Une route de terre mouillée, courant au milieu d’une forêt dense, aux parfums intenses,  semée d’arbres énormes en hauteur et en circonférence au pied desquels sont massés des bouquets serrés de bambous minces en forme d’anse.

 Des séquoias gigantesques, une multitude d’arbres que je ne peux nommer, forêt d’une richesse et densité telle qu’elle est impénétrable.

 Nous suivons une rivière peu large dont l’eau de couleurs jaune vert vient du lac FRIAS de même ton.

Coloration dûe à des matières minérales contenues dans les roches volcaniques qui le forment.

A PUERTO ALEGRE nous embarquerons un peu plus tard sur un nouveau catamaran pour une traversée de 20 minutes.

Il aboutit à PUERTO FRIAS, le dernier port Argentin et le plus élevé.

Toujours cette forêt superbe, juste un poste de douane, de là part une piste en terre.
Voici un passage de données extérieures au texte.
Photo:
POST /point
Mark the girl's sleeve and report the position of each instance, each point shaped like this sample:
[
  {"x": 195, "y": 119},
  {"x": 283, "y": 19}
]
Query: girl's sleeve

La frontière Chilienne est à 3,5 kms et PUERTO MONTT sur le pacifique est à 20 kilomètres.

Tous ces ports ne sont que des noms, en réalité il s’agit d’une estacade en bois sur une rive, sans aucune habitation.

JEUDI  27 Mars 2003

SAN CARLOS DE BARILOCHE  vers SAN MARTIN DE LOS ANDES

Départ en car vers SAN MARTIN par la route des 7 lacs. Temps humide, mélange de nuages  bas et de ciel bleu.   La route  est belle, sinueuse, tantôt goudronnée, souvent en terre, traversons des forêts magnifiques ou longeant des lacs.

 Une vision rapide d’un gaucho à cheval dans un grand poncho en laine, avec chapeau, suivi par trois chiens. La végétation et la forêt changent, deviennent plus maigres, moins touffus, des variétés différentes, modification due à un régime de pluie différent et à un changement des températures.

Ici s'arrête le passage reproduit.